The CP-net is a directed graph where each node corresponds to a feature, and directed edges capture the conditional dependencies among features. These networks leverage conditional preferential independence, a classical concept in multi-attribute utility theory, to organize local preference statements in a structured manner. Such a representation inherently respects the hierarchy of preference information, where preferences over parent variables in a CP-net inherently take precedence over those of child variables.

Inference and Dominance Testing

A central problem addressed by the CP-net framework is dominance testing: determining whether one outcome is preferred over another based on the preference network. The paper provides two principal strategies for resolving this: the improving search and the worsening search. Both strategies involve finding sequences of local changes—flips—that transform one outcome into another while respecting the preferences encoded in the CP-net.

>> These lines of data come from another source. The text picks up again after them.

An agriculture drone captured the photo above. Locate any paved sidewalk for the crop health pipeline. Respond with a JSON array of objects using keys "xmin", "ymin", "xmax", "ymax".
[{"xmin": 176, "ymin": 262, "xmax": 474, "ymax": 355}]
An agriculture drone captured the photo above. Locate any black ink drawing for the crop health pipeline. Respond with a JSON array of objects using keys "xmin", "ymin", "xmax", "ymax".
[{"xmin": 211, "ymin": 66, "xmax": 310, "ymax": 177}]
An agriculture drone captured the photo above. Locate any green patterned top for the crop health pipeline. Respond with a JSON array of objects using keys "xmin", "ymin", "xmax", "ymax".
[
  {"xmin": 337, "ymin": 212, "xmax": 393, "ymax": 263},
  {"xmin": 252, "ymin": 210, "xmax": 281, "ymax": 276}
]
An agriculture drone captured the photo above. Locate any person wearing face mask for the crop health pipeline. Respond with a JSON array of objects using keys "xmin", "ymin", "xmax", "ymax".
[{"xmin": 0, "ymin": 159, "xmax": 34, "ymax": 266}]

For given inquiries whether one outcome is dominated by another, the search algorithm operates by flipping one variable's value at a time guided by the preference constraints until the target outcome is reached, or the impossibility of reaching the preferred outcome is established. This search is made more efficient by applying suffix-fixing and suffix-extension rules, which help constrain the search space effectively.

Algorithms and Heuristics

The authors offer several heuristics to optimize search, notably the rightmost and least-improving strategies, which exploit network structure and preference hierarchy to minimize backtracking. For binary variables, the rightmost search heuristic is shown to be backtrack-free in chain and tree-structured networks. However, multiply connected CP-networks can pose significant challenges, as they may necessitate complex navigation of the preference space due to overlapping dependencies.

Implications and Future Directions

Practically, CP-networks offer substantial promise in applications such as product configurators and recommender systems, where preferences need to be elicited with minimal burden on the user. By compactly capturing qualitative preferences, CP-nets facilitate the development of interactive systems that adapt to user preferences efficiently without exhaustive elaboration from the user.

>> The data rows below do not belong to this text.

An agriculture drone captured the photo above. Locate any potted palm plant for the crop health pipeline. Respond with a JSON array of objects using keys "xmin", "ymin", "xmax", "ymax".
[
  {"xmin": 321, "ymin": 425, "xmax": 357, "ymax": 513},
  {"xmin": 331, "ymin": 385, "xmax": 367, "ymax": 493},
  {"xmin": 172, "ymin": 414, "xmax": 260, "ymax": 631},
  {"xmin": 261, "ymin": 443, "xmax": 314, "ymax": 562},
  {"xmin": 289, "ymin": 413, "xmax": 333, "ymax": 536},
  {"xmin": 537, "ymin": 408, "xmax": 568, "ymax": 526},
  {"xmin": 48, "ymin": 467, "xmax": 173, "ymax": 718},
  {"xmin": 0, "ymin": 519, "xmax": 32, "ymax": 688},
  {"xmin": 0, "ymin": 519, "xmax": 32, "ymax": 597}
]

Theoretically, this paper lays the groundwork for broader exploration into graphical models of preferences. One potential avenue for future research is integrating quantitative elements to strengthen preference orderings and exploring dynamic preference elicitation in incomplete states. Moreover, balancing user interaction with computational efficiency in decision-making processes remains a pivotal challenge.

In summary, CP-networks provide an elegant and effective framework for capturing and reasoning about qualitative preferences in AI systems. The combination of graphical representation, inference mechanisms, and heuristic search strategies represents significant progress in addressing the intricacies of user preference elicitation in complex decision-making domains.